Registration By Qualification
Pursuant To Section 36b-18 of the
Connecticut Uniform Securities Act

Section 36b-18 of the Act governs the offer and sale of securities to be registered by qualification. An issuer who proposes register securities by qualification, including offerings which are qualified with the Securities and Exchange Commission under Regulation A, must submit the following items and information to the Securities and Business Investments Division:

l. Application to Register Securities (Form U-1).

2. Consent to Service of Process

3. Corporate Resolution (Form U-2A)

4. Filing fee required under Section 36b-19(b) of the Act (minimum $300.00, maximum $1,500.00).

5. A disclosure document meeting the requirements of Section 36b-18(b)(1) through (b)(12) and Section 36b-18(b)(16) of the Act.

6. The information required by Section 36b-19(c) of the Act.

7. A copy of any prospectus, pamphlet, circular, form letter, advertisement or other sales literature.

8. A specimen or copy of the security being registered.
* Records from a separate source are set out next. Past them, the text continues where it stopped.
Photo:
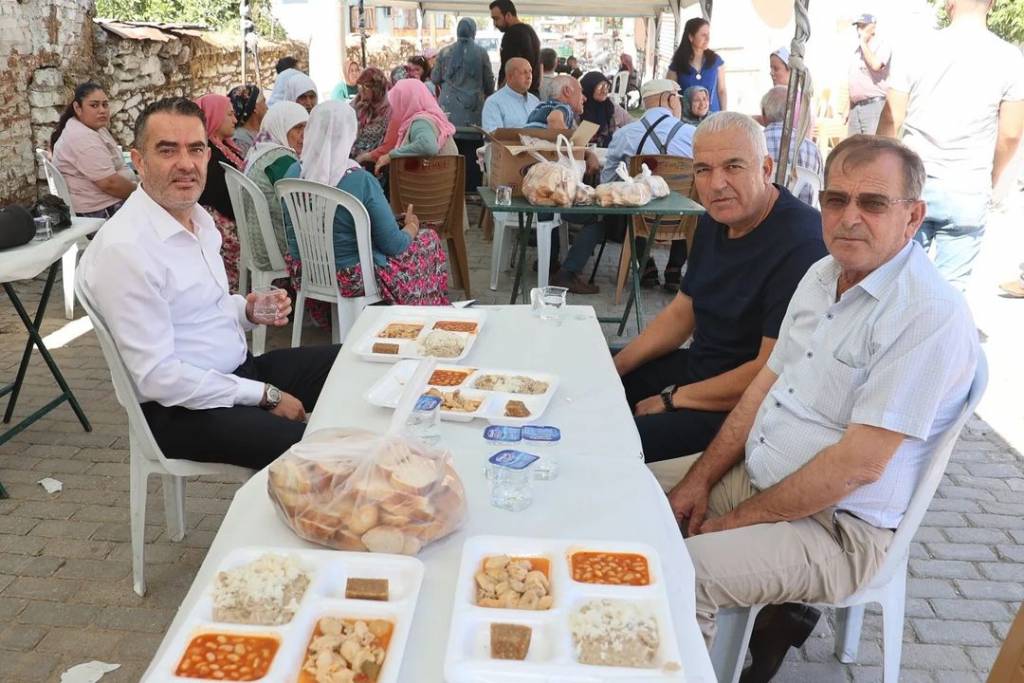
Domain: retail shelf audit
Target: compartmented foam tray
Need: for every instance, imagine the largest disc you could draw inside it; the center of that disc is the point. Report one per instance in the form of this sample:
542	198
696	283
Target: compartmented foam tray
553	653
285	646
401	332
448	379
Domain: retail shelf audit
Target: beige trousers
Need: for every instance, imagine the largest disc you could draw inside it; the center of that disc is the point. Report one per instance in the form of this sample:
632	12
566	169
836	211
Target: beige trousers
822	558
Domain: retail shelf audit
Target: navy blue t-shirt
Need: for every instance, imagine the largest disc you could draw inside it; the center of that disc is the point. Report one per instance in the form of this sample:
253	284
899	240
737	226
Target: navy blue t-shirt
740	288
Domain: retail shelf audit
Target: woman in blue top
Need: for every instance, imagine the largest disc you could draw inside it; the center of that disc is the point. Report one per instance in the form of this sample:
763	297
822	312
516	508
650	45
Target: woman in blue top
410	264
693	63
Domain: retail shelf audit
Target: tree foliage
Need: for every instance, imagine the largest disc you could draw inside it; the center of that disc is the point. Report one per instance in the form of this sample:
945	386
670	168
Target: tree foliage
222	14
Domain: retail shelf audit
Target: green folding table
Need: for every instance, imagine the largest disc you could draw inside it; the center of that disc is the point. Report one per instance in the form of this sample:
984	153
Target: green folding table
668	207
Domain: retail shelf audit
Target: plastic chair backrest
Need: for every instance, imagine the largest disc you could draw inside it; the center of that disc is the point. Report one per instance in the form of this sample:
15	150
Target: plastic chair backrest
807	182
244	194
434	185
678	172
124	386
54	179
311	207
930	479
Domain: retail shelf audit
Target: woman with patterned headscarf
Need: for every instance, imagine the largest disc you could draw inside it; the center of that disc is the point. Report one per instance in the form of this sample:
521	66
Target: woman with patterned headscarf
372	110
250	108
409	262
219	127
464	75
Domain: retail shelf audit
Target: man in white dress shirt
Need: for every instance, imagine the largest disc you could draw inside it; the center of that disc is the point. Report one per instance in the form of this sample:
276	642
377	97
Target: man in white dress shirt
155	274
797	498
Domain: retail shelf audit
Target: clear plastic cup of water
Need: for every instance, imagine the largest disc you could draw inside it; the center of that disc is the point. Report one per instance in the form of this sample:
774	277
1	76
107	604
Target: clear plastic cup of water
265	306
43	230
425	420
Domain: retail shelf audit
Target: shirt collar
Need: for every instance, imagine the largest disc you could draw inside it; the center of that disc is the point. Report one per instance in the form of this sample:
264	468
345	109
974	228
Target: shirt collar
877	282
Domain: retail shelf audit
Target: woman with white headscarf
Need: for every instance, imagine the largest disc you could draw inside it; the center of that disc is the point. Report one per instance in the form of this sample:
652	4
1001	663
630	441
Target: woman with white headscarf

9. Subscription Agreement.

10. Certificate of Limited Partnership.

11. Partnership Agreement.

12. A signed or conformed copy of an opinion of counsel stating whether the security when sold will be legally issued, fully paid and nonassessable.

13. The written consent of any accountant, engineer, appraiser or other person whose profession gives authority to a statement made by him if any such person is named as having prepared or certified a report or valuation other than a public and official document or statement which is used in connection with the registration.